Last week, Oakland Mayor Jean Quan joined ArtPlace director Carol Coletta in touring the Oakland neighborhood that was designated one of America's Top 12 ArtPlaces. As she announced the award at the press conference, Carol made the point of saying this award was data-based and in fact entirely statistical. Since it’s not biased or subjective, the selection carries even more weight for many in the Oakland community.
Mayor Quan proudly accepted the award on behalf of the city that has become, in her words, "cooler than San Francisco!" And she emphatically credited a public-private-nonprofit partnership for the incredible turnaround of several depressed neighborhoods ranging from Old Oakland to Uptown. It's clear that the vibrancy brought to the areas by the emergence of arts nonprofits, in conjunction with for-profits, had economic and human impacts.
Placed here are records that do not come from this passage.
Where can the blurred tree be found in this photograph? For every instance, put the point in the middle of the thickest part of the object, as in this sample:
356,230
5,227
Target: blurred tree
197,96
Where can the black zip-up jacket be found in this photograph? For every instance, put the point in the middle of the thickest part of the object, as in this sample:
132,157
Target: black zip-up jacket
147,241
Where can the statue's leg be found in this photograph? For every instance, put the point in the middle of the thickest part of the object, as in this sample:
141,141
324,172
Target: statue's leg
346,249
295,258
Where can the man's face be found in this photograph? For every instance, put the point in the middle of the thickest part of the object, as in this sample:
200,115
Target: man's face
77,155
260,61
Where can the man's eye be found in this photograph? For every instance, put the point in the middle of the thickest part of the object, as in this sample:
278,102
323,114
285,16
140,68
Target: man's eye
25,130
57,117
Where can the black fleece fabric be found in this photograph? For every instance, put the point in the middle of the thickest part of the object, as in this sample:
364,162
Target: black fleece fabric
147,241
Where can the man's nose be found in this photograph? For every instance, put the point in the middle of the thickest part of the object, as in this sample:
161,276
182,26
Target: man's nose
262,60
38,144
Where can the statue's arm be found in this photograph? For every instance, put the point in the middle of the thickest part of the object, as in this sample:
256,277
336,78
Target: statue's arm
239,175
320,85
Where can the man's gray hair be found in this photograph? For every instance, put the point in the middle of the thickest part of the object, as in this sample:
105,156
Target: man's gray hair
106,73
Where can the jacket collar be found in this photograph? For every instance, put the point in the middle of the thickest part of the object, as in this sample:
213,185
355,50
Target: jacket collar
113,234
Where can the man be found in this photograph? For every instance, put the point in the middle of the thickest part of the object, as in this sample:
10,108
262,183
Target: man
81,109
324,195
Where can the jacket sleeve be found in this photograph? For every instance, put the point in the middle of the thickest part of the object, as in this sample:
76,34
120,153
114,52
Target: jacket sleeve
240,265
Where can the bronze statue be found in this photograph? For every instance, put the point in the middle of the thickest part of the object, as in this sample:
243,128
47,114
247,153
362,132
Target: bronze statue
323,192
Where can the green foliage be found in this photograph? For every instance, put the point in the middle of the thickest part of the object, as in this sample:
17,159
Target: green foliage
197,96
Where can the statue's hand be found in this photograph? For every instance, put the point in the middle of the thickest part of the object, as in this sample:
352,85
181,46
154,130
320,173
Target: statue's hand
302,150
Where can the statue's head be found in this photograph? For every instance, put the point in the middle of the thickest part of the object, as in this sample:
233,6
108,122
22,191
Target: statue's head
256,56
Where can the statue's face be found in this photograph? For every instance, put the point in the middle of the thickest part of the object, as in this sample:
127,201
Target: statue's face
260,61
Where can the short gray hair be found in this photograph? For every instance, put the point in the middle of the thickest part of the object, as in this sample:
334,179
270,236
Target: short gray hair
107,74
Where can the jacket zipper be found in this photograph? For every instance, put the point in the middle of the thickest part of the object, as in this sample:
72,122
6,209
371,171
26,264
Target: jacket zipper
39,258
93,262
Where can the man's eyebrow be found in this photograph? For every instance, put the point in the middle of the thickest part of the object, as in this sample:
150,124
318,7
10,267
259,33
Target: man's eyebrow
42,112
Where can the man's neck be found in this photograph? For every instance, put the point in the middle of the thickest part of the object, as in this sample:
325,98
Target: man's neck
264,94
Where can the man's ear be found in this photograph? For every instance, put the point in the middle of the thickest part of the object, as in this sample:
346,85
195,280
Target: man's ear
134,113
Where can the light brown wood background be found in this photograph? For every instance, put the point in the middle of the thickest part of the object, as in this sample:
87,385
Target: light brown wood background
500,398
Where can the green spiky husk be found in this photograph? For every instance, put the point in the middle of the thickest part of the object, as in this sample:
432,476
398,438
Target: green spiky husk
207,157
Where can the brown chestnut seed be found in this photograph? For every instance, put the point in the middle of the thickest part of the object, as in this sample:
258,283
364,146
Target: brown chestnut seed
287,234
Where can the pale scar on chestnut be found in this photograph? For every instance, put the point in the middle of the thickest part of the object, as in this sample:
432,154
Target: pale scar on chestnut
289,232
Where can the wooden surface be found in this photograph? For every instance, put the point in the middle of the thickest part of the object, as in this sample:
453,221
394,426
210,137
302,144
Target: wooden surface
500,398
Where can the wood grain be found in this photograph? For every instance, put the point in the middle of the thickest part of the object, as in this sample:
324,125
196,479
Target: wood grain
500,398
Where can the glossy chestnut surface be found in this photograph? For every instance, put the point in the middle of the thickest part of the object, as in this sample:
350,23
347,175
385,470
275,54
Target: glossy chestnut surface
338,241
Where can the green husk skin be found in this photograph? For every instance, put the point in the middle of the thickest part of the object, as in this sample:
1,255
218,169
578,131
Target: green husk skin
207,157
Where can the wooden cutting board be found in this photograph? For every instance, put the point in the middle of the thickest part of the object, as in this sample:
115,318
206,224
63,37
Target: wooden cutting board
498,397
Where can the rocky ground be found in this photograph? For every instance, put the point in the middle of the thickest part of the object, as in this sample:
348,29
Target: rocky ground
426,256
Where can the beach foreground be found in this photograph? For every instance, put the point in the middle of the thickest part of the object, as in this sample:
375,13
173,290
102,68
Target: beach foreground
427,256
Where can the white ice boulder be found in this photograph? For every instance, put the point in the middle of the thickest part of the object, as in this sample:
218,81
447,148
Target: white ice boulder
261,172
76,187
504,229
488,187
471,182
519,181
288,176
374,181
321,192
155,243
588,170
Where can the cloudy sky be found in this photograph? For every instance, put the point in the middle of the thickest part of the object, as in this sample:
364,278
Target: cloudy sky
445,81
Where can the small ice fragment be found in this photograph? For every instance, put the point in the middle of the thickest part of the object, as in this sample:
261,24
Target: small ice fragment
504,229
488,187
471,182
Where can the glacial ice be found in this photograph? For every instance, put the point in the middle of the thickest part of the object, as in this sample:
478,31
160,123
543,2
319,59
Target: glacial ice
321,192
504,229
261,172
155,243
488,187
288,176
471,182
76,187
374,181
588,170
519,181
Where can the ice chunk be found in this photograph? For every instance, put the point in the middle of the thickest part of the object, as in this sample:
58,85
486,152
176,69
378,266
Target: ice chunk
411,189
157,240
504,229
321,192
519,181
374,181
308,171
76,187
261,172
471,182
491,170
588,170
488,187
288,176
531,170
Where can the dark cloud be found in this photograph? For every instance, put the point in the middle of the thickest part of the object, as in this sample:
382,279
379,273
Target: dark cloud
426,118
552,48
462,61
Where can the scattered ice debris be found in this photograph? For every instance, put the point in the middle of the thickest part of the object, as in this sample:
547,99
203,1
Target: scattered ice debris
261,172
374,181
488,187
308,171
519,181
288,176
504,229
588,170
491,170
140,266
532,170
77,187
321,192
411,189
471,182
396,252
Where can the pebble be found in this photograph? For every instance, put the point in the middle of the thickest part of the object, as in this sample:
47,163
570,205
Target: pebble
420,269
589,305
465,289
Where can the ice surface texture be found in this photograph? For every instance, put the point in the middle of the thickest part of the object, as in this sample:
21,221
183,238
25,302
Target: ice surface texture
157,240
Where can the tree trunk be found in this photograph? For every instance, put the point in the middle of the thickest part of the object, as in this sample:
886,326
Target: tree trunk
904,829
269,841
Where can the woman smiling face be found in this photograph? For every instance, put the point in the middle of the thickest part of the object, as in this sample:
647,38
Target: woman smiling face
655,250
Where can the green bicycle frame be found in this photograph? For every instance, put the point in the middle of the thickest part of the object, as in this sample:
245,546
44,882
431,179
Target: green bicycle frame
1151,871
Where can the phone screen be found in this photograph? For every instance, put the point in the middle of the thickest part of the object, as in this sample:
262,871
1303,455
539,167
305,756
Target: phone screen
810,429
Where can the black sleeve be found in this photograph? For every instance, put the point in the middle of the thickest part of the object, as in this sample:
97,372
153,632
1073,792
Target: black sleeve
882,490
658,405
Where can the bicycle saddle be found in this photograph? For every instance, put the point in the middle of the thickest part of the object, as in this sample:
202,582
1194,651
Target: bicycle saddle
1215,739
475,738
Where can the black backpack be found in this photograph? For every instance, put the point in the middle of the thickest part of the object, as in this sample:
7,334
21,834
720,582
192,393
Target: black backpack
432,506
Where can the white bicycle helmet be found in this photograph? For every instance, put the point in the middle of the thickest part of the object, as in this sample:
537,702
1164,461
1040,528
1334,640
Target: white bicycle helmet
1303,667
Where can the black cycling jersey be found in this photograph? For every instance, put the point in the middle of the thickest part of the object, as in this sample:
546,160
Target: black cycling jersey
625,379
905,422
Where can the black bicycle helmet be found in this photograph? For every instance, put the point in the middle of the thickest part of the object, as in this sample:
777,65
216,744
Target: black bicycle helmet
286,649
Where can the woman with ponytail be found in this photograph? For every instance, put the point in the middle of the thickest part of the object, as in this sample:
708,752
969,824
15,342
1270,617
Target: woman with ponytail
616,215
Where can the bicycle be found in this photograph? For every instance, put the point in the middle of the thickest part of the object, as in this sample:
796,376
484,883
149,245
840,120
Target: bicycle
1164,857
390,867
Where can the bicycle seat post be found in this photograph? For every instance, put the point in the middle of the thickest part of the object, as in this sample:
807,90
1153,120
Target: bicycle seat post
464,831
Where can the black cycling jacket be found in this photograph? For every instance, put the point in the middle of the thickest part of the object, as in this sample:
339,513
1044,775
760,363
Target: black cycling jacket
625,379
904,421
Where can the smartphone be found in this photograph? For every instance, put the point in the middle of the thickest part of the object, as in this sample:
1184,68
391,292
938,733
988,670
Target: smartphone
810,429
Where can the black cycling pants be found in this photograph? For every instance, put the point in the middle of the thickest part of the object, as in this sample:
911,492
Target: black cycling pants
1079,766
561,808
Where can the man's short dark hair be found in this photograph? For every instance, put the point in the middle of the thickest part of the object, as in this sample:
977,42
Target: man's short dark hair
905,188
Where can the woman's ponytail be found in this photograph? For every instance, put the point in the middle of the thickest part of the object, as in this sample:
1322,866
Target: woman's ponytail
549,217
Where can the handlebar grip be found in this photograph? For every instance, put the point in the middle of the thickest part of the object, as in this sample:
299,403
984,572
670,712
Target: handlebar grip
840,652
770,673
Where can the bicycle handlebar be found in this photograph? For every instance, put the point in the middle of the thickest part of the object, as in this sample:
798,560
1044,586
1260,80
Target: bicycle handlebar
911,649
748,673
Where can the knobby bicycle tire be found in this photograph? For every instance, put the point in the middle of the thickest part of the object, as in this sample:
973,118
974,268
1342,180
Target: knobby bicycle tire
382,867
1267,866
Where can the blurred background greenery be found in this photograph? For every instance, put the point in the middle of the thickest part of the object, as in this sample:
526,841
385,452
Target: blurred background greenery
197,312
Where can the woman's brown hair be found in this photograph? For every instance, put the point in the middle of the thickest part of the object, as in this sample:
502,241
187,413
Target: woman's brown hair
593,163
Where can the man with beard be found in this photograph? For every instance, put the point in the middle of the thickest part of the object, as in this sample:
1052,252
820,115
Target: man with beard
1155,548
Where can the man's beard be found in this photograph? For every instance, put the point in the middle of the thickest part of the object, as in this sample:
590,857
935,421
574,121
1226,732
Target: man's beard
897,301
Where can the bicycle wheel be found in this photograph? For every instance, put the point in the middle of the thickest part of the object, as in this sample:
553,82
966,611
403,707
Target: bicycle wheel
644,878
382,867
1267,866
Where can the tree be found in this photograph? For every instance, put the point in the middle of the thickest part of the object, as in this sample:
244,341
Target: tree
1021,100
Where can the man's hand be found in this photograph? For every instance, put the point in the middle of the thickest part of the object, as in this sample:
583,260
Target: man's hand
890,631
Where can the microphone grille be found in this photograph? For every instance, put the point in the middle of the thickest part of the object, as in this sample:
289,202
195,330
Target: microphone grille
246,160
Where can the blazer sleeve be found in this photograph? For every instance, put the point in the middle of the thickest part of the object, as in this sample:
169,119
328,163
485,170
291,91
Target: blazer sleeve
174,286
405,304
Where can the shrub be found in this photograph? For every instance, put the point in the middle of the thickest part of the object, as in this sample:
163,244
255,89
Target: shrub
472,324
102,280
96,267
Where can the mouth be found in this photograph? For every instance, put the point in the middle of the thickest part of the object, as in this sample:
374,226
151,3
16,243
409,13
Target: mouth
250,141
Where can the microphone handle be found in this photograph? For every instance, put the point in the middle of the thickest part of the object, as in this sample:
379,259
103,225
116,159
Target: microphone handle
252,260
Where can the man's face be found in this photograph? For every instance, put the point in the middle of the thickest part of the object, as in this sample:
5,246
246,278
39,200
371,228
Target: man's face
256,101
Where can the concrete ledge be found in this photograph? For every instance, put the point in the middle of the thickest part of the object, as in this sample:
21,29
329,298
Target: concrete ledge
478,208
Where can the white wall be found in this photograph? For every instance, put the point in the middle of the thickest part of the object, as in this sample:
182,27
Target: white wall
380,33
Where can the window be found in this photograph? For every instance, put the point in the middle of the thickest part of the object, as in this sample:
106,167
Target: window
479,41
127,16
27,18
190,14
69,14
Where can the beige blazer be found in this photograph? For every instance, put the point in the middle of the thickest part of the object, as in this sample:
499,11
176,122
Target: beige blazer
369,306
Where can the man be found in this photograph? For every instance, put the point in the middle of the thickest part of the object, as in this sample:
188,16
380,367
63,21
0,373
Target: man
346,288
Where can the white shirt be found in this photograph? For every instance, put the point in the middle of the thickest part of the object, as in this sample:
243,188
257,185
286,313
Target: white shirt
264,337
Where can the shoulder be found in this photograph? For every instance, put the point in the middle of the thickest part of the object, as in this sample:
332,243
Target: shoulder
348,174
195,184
ArtPlace, an initiative of national and regional foundations, federal agencies and major banks to accelerate creative placemaking, identified the top ArtPlaces in the nation’s largest U.S. metropolitan areas. An array of data and other factors were considered in selecting the neighborhoods, which were successful at combining art, artists and venues for creativity and expression with independent businesses, retail shops and restaurants, and a walkable lifestyle to make vibrant neighborhoods. Other California neighborhoods that joined Oakland in the Top 12 were San Francisco's Mission District and Central Hollywood in Los Angeles.